Why XML?

Why XML?

[note: paragraphs reformatted to fit on slide]

To: "Pete Cordell" <pete@tech-know-ware.com>, <confctrl@ISI.EDU>
Subject: RE: [sdp-ng] Encoding SDPng messages using UMF
From: "Christian Huitema" <huitema@windows.microsoft.com>
Date: Fri, 8 Jun 2001 09:39:27 -0700
Sender: owner-confctrl@ISI.EDU
Thread-Index: AcDvP1amHX72K047Suy+kTYzoya+iAA+DJxA
Thread-Topic: [sdp-ng] Encoding SDPng messages using UMF

 

If, at this date and time, you want to not use XML, then you need an extremely strong case.
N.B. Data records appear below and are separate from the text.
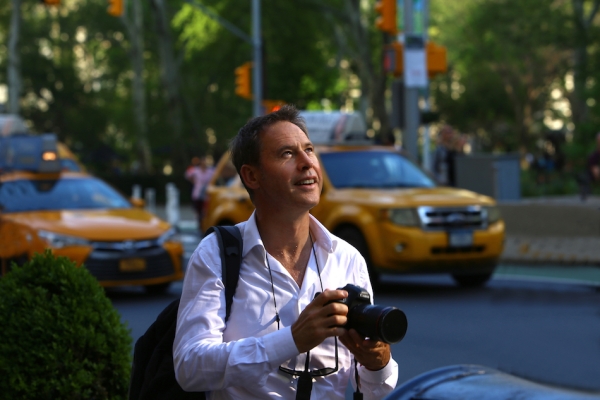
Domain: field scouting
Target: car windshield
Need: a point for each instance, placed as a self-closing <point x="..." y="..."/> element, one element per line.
<point x="59" y="194"/>
<point x="373" y="169"/>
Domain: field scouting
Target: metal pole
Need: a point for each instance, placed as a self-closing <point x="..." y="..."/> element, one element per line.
<point x="258" y="67"/>
<point x="411" y="96"/>
<point x="426" y="153"/>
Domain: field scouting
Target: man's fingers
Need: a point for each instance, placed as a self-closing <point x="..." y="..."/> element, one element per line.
<point x="330" y="295"/>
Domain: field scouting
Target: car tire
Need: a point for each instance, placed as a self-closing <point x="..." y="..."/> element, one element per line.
<point x="473" y="280"/>
<point x="354" y="236"/>
<point x="161" y="288"/>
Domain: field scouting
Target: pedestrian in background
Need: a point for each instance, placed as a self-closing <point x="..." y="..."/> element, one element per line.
<point x="448" y="147"/>
<point x="199" y="174"/>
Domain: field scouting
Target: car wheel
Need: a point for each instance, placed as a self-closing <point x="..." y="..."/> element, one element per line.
<point x="353" y="236"/>
<point x="474" y="280"/>
<point x="161" y="288"/>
XML is well understood, there are many support tools, and many more are in development. The W3C is producing a schema description language which is considered adequate for many business applications, many of which are way more complex than SDP.

The talks about ASN.1 are just that -- talks. The only possible advantage of ASN.1 is the size of the messages, but even that is debatable. On the other hand, the cost is very well known: you need specialized parsers and libraries, you cannot easily use text tools for debugging or monitoring purposes, and the syntax is hard to understand and a pain to extend. Most of the proponents of ASN.1 actually propose some variation of it, which is even worse, since it would require even more specific tools.

The main inconvenient of XML is that it can be bulky. I am not convinced that this is an actual problem: SDP is used for describing multimedia sessions, that normally last a few minutes and carry at a minimum several tens of kilobytes of media; the media stream dwarfs the signaling stream by orders of magnitude. If it is an actual problem, then we can indeed use compression. In fact, we can safely assume that other applications will be hurt before us, and that we will get generic XML compression tools sooner or later. All in all, that should not be a big problem.

Let’s not be silly. Just pick XML.

-- Christian Huitema

http://bmrc.berkeley.edu/mhonarc/openmash-developers/msg00315.html Links to an external site.


Transcript

[slide204] So the first question is, why XML? And Christian Huitema, one of the people behind IPv6 said basically, hey, it's maybe inconvenient, but it's really easy to read, and it's much better than ASN.1. ASN.1 is a machine description for machine readable messages for binary, and ASN.1 is used to specify H.323.